PARIS, Dec 28 (Reuters) – The head of an exiled Iranian opposition group called on Monday for international sanctions against the government in Tehran after protesters clashed with security forces in demonstrations across the country.

Maryam Rajavi, president of the Paris-based National Council of Resistance of Iran (NCRI) said the latest wave of protests should be backed by economic measures by Western governments.

"It's time to adopt very firm, global sanctions," she told Reuters in a telephone interview.

"There needs to be a firm policy to cut economic and political relations because the Iranian people have taken to the streets. They have to be helped. The United States and Europe must act," she said.

The NCRI and its main faction, the People's Mujahideen Organisation of Iran (PMOI), have thousands of followers in Europe and the United States and it was the first group to expose Iran's covert nuclear programme in 2002.
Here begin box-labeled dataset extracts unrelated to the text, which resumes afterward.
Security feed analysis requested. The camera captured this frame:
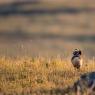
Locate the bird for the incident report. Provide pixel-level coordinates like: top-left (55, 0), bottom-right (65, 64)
top-left (71, 49), bottom-right (83, 69)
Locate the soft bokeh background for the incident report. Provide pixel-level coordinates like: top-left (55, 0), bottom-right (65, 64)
top-left (0, 0), bottom-right (95, 58)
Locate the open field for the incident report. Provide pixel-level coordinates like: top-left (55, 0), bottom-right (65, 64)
top-left (0, 57), bottom-right (95, 95)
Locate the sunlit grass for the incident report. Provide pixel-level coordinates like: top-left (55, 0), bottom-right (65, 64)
top-left (0, 57), bottom-right (95, 95)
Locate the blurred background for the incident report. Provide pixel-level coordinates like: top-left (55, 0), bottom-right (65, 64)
top-left (0, 0), bottom-right (95, 58)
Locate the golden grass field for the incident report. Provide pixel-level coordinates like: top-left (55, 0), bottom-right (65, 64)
top-left (0, 57), bottom-right (95, 95)
top-left (0, 0), bottom-right (95, 95)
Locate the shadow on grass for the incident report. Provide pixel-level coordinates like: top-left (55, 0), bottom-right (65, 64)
top-left (0, 0), bottom-right (95, 16)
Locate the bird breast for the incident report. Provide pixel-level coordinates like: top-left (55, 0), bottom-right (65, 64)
top-left (71, 57), bottom-right (82, 66)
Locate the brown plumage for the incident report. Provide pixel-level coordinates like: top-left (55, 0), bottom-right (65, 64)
top-left (71, 49), bottom-right (82, 69)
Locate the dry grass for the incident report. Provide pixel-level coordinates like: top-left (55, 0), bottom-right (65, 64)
top-left (0, 57), bottom-right (95, 95)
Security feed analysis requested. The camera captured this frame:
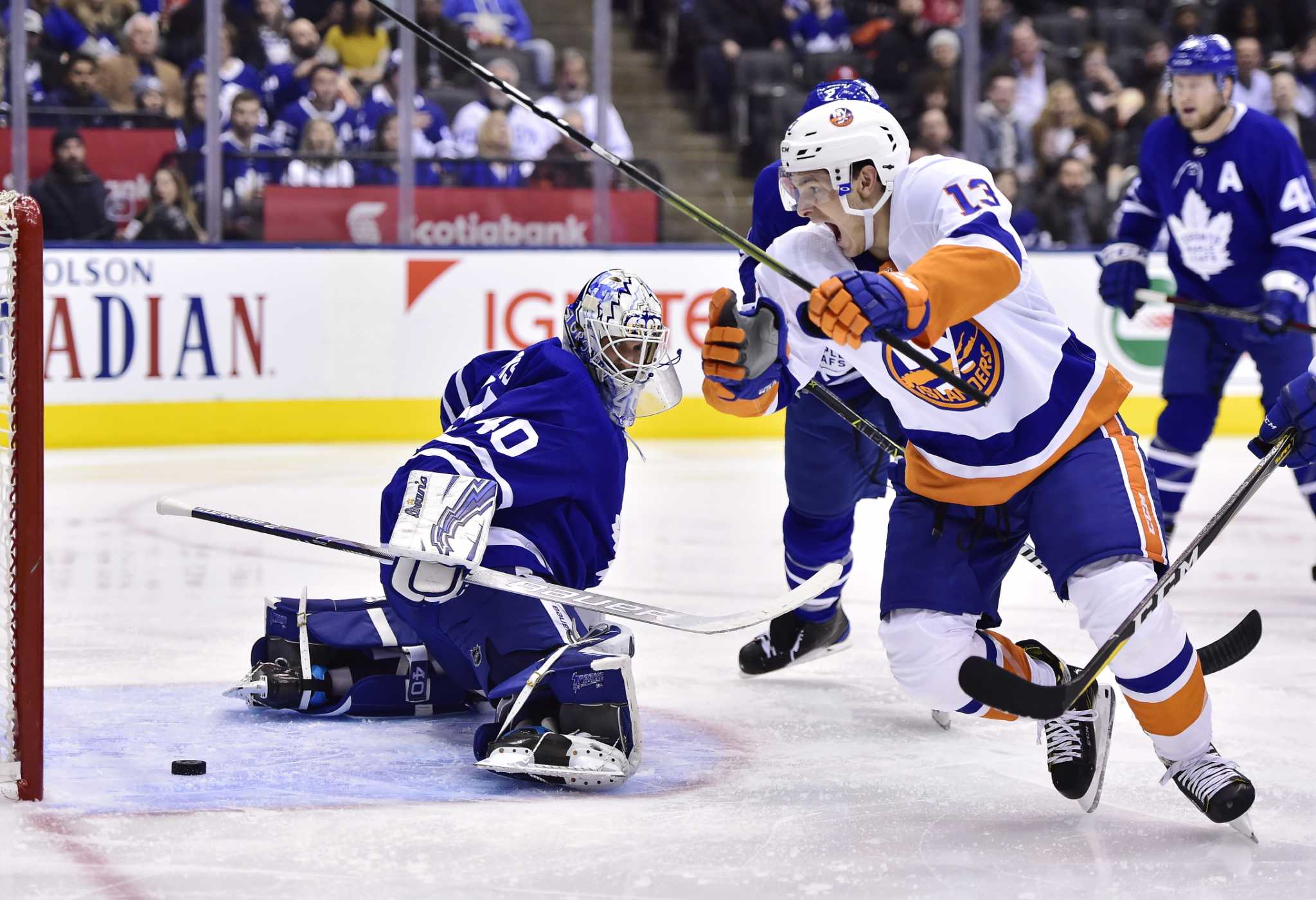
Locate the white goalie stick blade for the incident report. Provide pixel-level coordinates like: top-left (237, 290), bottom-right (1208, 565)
top-left (156, 497), bottom-right (841, 634)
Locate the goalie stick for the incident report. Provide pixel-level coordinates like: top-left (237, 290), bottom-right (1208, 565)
top-left (1133, 288), bottom-right (1316, 334)
top-left (959, 430), bottom-right (1294, 719)
top-left (156, 497), bottom-right (841, 634)
top-left (368, 0), bottom-right (991, 407)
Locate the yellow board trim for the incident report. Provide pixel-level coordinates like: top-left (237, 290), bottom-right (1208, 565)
top-left (46, 398), bottom-right (1262, 448)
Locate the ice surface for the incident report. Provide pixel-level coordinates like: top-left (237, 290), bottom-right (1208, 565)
top-left (0, 439), bottom-right (1316, 900)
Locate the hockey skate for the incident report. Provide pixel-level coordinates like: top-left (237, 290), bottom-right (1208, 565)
top-left (1160, 745), bottom-right (1257, 843)
top-left (1018, 640), bottom-right (1115, 812)
top-left (740, 601), bottom-right (850, 678)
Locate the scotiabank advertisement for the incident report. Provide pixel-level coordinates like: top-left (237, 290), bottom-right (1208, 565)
top-left (265, 186), bottom-right (658, 247)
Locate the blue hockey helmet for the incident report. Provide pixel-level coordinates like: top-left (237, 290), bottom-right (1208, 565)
top-left (1164, 34), bottom-right (1238, 89)
top-left (562, 269), bottom-right (680, 428)
top-left (800, 78), bottom-right (887, 116)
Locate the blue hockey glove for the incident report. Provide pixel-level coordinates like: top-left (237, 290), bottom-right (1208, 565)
top-left (702, 288), bottom-right (790, 417)
top-left (1248, 290), bottom-right (1303, 342)
top-left (1248, 370), bottom-right (1316, 468)
top-left (1096, 241), bottom-right (1152, 319)
top-left (810, 271), bottom-right (932, 349)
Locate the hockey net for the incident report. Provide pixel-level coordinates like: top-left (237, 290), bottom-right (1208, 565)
top-left (0, 191), bottom-right (44, 800)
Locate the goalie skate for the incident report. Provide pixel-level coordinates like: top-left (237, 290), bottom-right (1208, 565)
top-left (475, 725), bottom-right (629, 791)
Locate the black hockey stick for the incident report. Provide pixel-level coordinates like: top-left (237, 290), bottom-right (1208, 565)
top-left (959, 430), bottom-right (1294, 718)
top-left (1133, 288), bottom-right (1316, 334)
top-left (369, 0), bottom-right (990, 405)
top-left (156, 497), bottom-right (841, 634)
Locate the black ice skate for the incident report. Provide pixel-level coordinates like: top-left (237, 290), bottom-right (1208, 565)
top-left (740, 603), bottom-right (850, 678)
top-left (1160, 745), bottom-right (1257, 842)
top-left (1018, 640), bottom-right (1115, 812)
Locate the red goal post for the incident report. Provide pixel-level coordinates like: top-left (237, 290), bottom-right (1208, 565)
top-left (0, 191), bottom-right (45, 800)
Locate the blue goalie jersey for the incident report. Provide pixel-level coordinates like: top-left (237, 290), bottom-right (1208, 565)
top-left (1119, 103), bottom-right (1316, 306)
top-left (380, 338), bottom-right (627, 590)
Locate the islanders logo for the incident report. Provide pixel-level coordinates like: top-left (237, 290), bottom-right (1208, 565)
top-left (883, 319), bottom-right (1006, 410)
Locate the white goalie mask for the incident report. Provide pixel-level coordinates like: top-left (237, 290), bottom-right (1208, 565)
top-left (778, 100), bottom-right (909, 250)
top-left (564, 269), bottom-right (680, 428)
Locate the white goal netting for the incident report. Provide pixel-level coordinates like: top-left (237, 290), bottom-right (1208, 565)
top-left (0, 191), bottom-right (19, 786)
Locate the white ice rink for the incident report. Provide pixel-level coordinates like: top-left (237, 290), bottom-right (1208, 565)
top-left (0, 439), bottom-right (1316, 900)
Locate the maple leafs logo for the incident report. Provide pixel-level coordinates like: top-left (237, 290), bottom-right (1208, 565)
top-left (1169, 188), bottom-right (1233, 278)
The group, which began as a leftist-Islamist organisation opposed to the former Shah, says it has wide backing in Iran but Western analysts say its support is hard to gauge and is limited because it sided with Iraq during the 1980-88 Gulf war.

Iran's Intelligence Ministry said members of the PMOI were among those arrested in Sunday's protests.
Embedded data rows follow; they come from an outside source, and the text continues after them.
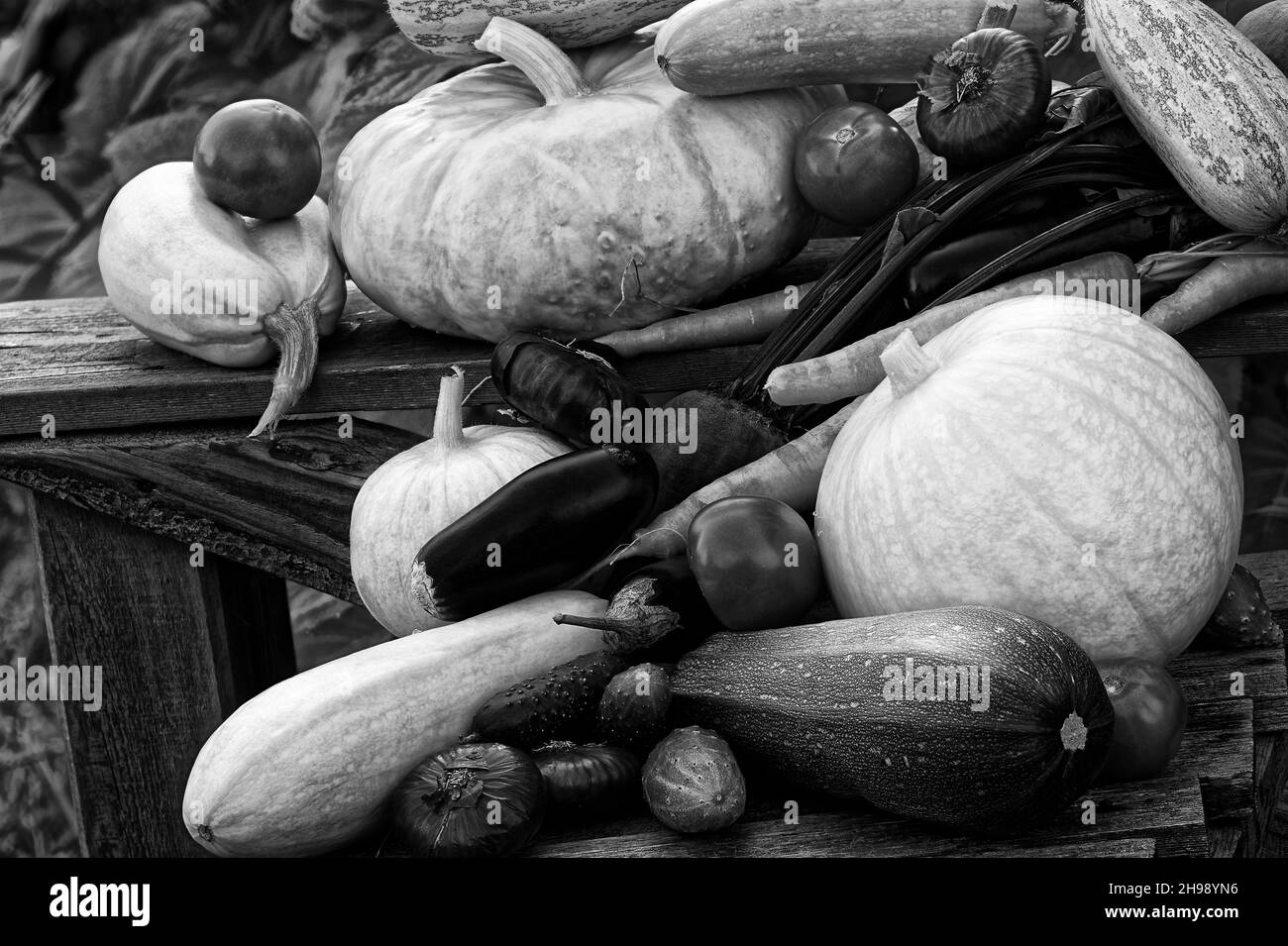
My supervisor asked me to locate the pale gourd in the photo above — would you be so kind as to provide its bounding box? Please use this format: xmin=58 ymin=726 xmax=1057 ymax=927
xmin=98 ymin=160 xmax=347 ymax=434
xmin=816 ymin=296 xmax=1243 ymax=663
xmin=349 ymin=368 xmax=570 ymax=637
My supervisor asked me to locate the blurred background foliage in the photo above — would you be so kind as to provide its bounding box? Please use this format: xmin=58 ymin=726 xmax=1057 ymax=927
xmin=0 ymin=0 xmax=1288 ymax=856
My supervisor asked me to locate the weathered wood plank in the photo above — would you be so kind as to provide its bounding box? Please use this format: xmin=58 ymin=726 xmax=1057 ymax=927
xmin=1245 ymin=732 xmax=1288 ymax=857
xmin=0 ymin=284 xmax=1288 ymax=436
xmin=1166 ymin=699 xmax=1253 ymax=821
xmin=0 ymin=289 xmax=755 ymax=436
xmin=33 ymin=495 xmax=290 ymax=857
xmin=528 ymin=776 xmax=1208 ymax=857
xmin=1208 ymin=821 xmax=1245 ymax=859
xmin=1167 ymin=641 xmax=1288 ymax=734
xmin=0 ymin=420 xmax=420 ymax=602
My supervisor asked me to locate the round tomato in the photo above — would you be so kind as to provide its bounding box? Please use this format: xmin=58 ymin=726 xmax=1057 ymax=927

Rajavi said the protest movement was now calling for the same things that her group was aiming for: a complete removal of the government under Supreme Leader Ayatollah Ali Khamenei.

"What the Iranian people want is a total change in the regime of the Supreme Leader. They don't want reform or a more moderate approach from the regime," she said.

"They want to overthrow the regime of the mullahs, they want a secular republic to replace religious dictatorship."

The PMOI was removed from a European Union list of banned terrorist groups in January but it is battling to be taken off a similar U.S. list.

"It's very unfortunate now to have the terrorist label applied to the Iranian resistance movement by Western countries because it's very clear that it was at the request of the mullahs' regime," she said.

"I think Western countries have to be impartial towards the Iranian people and the resistance and the mullahs' regime."